Not all Christian cult specialists take such a strongly theological approach. Some tackle the issue from sociological, anthropological, and psychological angles — relating and commenting on individuals who are or were formerly involved in groups labeled as cults.
Moreover, evangelical Protestants aren’t the only religious groups actively addressing the issues. Roman Catholics and Jews have also become involved in the matter, though for the most part they’ve done so within the secular anticult community.
The 1960s witnessed the dawning of the “Age of Aquarius” in what seemed to be a sudden and unexpected boom in Asian religion — most notably Hindu-based an Buddhist-based groups. Many of the new members, usually in their late teens and early twenties, came from middle-class urban families.
Their parents’ puzzlement quickly turned to concern and then fear. They had lost their children to alien religious groups. Strange new people had broken apart their families and taken from them their beloved offspring. What could be worse?
Why, they asked, would their son or daughter do something so drastic as to leave school, abandon work, and move away from home? It seemed extremely odd and unnatural that their children should undergo such a quick change in outlook, attitude, behavior, and attire. They weren’t acting their normal selves. What could have possibly made them that way?
The answer they arrived at was plain and simple: their rational faculties had been subverted; they were brainwashed. The Moonies, the Hare Krishnas, the Children of God, the Scientologists — these and other “destructive cults” manipulated and tricked the youth into giving up their lives and surrendering themselves wholly to the groups and their leaders.

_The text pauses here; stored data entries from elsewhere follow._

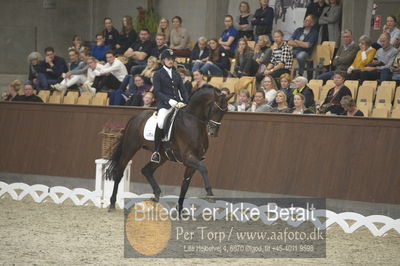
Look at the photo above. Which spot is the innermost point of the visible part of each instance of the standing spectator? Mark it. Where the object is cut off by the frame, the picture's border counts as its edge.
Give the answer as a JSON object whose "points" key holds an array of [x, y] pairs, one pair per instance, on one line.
{"points": [[28, 96], [111, 34], [303, 41], [243, 21], [344, 57], [281, 60], [51, 69], [179, 38], [363, 58], [383, 59], [331, 104], [33, 60], [99, 50], [330, 23], [128, 35], [163, 28], [263, 19], [229, 37]]}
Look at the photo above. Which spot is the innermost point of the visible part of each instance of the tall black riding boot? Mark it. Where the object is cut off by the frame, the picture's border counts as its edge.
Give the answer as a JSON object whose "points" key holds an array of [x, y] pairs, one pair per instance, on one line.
{"points": [[156, 157]]}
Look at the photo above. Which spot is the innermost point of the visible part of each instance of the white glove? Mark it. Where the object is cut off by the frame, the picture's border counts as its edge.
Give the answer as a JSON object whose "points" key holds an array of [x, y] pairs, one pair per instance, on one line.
{"points": [[172, 102], [180, 105]]}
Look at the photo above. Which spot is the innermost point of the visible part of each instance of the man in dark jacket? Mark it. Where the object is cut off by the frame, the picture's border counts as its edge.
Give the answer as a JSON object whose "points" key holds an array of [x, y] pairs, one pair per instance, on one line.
{"points": [[51, 69], [170, 92]]}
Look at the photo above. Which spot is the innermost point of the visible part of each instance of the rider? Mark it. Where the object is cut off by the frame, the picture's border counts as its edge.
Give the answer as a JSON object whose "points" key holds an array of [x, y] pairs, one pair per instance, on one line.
{"points": [[170, 92]]}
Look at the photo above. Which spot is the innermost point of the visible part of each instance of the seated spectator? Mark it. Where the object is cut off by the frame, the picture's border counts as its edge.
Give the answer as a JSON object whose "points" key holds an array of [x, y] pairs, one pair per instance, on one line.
{"points": [[148, 99], [263, 19], [140, 50], [268, 86], [303, 41], [111, 35], [127, 36], [329, 22], [331, 104], [262, 52], [229, 37], [73, 59], [243, 21], [244, 103], [186, 81], [200, 52], [28, 96], [349, 106], [217, 60], [300, 87], [245, 65], [364, 57], [161, 45], [51, 69], [179, 38], [383, 59], [90, 78], [281, 60], [12, 92], [260, 105], [76, 76], [33, 60], [298, 105], [113, 73], [344, 56], [99, 50], [77, 44]]}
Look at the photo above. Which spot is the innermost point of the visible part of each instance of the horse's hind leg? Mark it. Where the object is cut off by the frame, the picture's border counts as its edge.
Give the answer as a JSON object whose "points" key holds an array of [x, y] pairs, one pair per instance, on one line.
{"points": [[148, 171]]}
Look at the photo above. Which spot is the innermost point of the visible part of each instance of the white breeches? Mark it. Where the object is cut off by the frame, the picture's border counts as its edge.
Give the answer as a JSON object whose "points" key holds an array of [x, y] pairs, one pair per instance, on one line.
{"points": [[161, 115]]}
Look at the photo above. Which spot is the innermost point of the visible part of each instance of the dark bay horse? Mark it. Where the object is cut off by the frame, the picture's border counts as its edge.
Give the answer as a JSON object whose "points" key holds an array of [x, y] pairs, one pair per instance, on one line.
{"points": [[189, 141]]}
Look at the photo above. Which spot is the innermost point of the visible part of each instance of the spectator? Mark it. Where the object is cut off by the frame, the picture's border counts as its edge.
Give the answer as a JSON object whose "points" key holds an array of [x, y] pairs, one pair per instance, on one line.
{"points": [[127, 37], [76, 76], [315, 8], [268, 86], [163, 28], [281, 60], [73, 59], [331, 104], [245, 65], [229, 37], [111, 35], [33, 60], [113, 73], [217, 62], [243, 21], [363, 58], [300, 84], [90, 80], [51, 69], [298, 105], [200, 52], [28, 96], [148, 99], [349, 106], [383, 59], [303, 41], [99, 50], [140, 50], [179, 38], [77, 44], [263, 19], [330, 23], [344, 57], [161, 45], [12, 92]]}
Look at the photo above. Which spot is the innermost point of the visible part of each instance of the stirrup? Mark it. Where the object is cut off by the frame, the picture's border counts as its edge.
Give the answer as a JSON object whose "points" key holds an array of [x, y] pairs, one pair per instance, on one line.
{"points": [[155, 157]]}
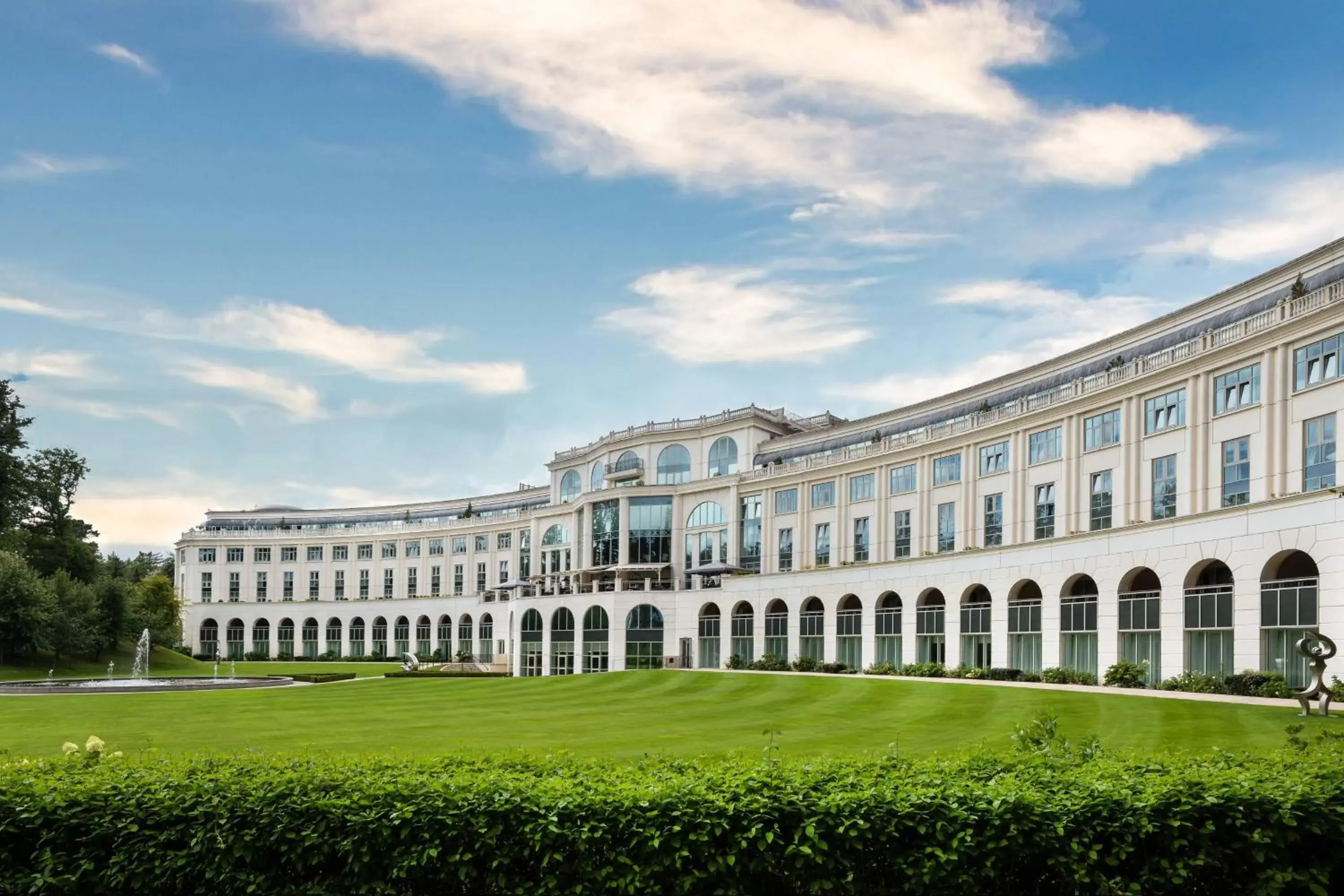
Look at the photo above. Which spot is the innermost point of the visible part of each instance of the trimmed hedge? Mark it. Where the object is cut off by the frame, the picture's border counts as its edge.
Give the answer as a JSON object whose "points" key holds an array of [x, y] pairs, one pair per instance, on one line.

Something had to be done. Outraged and stricken with grief, the parents consoled one another and organized themselves to counter the cause of their pain. These “destructive cults” posed a serious threat to society and had to be stopped.
Thus was born in the 1970s what has come to be known as the secular anticult movement (though its ranks include ministers, rabbis, and lay members of various Jewish and Christian denominations).
At first, members of the movement drew from the works of evangelicals to familiarize themselves with the “field of battle.” They were determined to learn everything they could about their adversaries. But some adjustments had to be made. Religion scholar J. Gordon Melton explains in his “Encyclopedic Handbook of Cults in America” that
[w]hile drawing upon Christian counter-cult literature in the beginning, the secular anti-cultists gradually discarded any overtly religious language as a means of designating cults in order to appeal to government authorities and avoid any seeming attack upon religious liberties. Thus, “cults” have come to be seen as groups that share a variety of generally destructive characteristics.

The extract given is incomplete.